Soul Axiom PS4 Review

Life after death—it’s one of the big questions. It doesn’t matter if you believe in a God or not, nor if your chosen God is a pot-bellied hippie, a bearded bastard or Dean Cain, the question remains. Wales Interactive’s first-person puzzler Soul Axiom asks a heavy question. That if the afterlife does not already exist, could technology make it so? It’s certainly an intriguing hook to hang your game on, and it’s one that gives this quirky title a very strong opening, one that almost makes you believe we could have something special on our hands, but when you get to the equally important question of ‘what else does it offer?’ The answer is far from desirable.
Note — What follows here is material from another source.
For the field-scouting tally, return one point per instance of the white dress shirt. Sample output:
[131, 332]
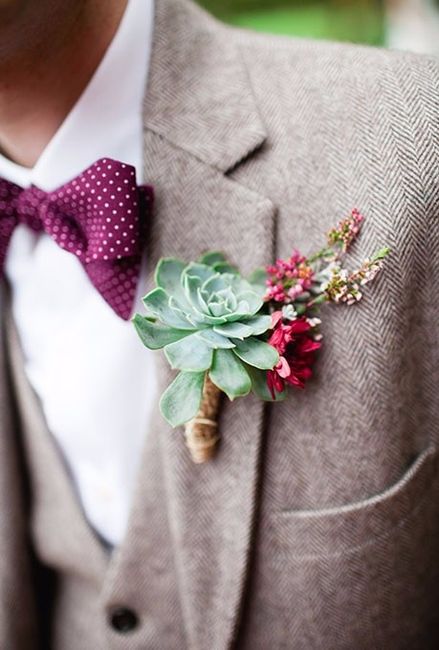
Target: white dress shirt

You play as a character who has just been uploaded into the digital afterlife, all set to begin your virtual eternal bliss surrounded by all your nostalgia and happy memories, like a 34-year-old man still listening to Sum 41 and playing Sonic the Hedgehog (shh, don’t judge). Unfortunately for you, what ends up happening is that you have to piece together the fragments of those memories after a rogue entity disrupts everything. So off you go, completing puzzles in various themed worlds, hoping to reclaim your lost legacy, and finally find the peace you were hoping to achieve in the digital paradise. A cracking set up for any game, a very strong start to the game, and it’s not just because of that tantalizing moral quandary of a hook.

There’s art direction on Soul Axiom that is striking, especially during the early stages and in the game’s central hub world. It’s an example of how to get the very best out of a limited budget. The digital afterlife hub is filled with towering angular neon buildings and monuments that evoke a very Tron-esque feel. While that all looks good, most of the various worlds within that hub are ugly and undernourished imitations of popular locations. This is obviously deliberate to a degree, but that doesn’t hide the glaring differences in design and creates an unfortunate disparity between them. Then there are the technical issues. Simply put, there are too many of them; glitches, tearing, textures not loading, sound cutting out, and more. It’s never game-destroying by any stretch, but it is astoundingly irritating to be assaulted by fixable problems so often. It’s sloppy and frankly embarrassing.

Still, visual fidelity isn’t really supposed to be the selling point for Soul Axiom (though, y’know…it helps if it is at least consistent). No, you are supposed to be here for challenging puzzle-solving, and intriguing, philosophical storytelling. You get little of either sadly, despite the early promise of both.

The puzzles are initially simple enough, which is perfectly acceptable because you naturally believe that there will be some deal of progression in challenge and complexity as your time spent in the game grows longer. Instead, things hit a plateau pretty swiftly, and everything becomes horribly routine at best, and confoundingly lazy or obtuse at worst. You pick up different ‘powers’ on your travels, and these help you to solve any puzzles that require them. One early one ‘deletes’ or ‘fills’ parts of the scenery to make certain objects move, and soon after that you get a time-based power that rewinds objects to make them form differently, and further powers expand on similar themes. You are able to shift between these powers on the fly and some later puzzles require a combination of these in order to progress. There’s little in the way of novel thought put into their use however, with everything being a bit too straightforward in the way it’s highlighted. Then the puzzles themselves just feel like an afterthought; hastily scribbled in long after the concept became a reality. It’s once again, not horrible, just badly-made nonsense blended with cookie-cutter puzzle design best left on the children’s activity pack it was gleaned from. I’m not angry, just disappointed.

The story fares no better. The initial setup promises an enriching morality tale with a really interesting talking point originating from its digital afterlife theme. On the one hand you could say that all the right ideas are here, but on the other you can say that there’s only snippets of those right ideas to be discovered, and that what is there looks to have been sliced up further and shoved into a wood chipper before being randomly pieced together to create a mosaic of confusing, nonsensical gubbins that does little but achieve the unwanted distinction of being incredibly hard to follow and painfully dull to boot. You could forgive the relatively underwhelming puzzles and haphazard visuals and audio if the story had just managed to be worth caring about, but it’s neither complex enough to draw in the thinking crowd, nor fantastical enough to wow anyone else. It’s almost as if the early moments were created in a vacuum, as they offer the promise of a game that simply does not exist after you first divert from the hub.

The parts are all there for something far better than what Wales Interactive serves up. It’s hard to be mean-spirited about Soul Axiom, because its complete lack of innovation after the setup is more frustrating and heartbreaking than insulting, but mean-spirited is still exactly how I feel. The aspects of the game that do click deserve better than being mashed into this blender full of asbestos and broken glass that makes up the filling of this far-from-tasty game pie. Soul Axiom may not be a genuinely terrible game, but it is a terribly put together one.
 

Score

3.5

The Final Word

Initial intrigue brought upon by Soul Axiom’s cool concept and sharp art design quickly tumble downhill when you discover that everything else is a rough, unsatisfying husk that disappoints in a way that brings out your frustration more than your anger. This is one poor soul.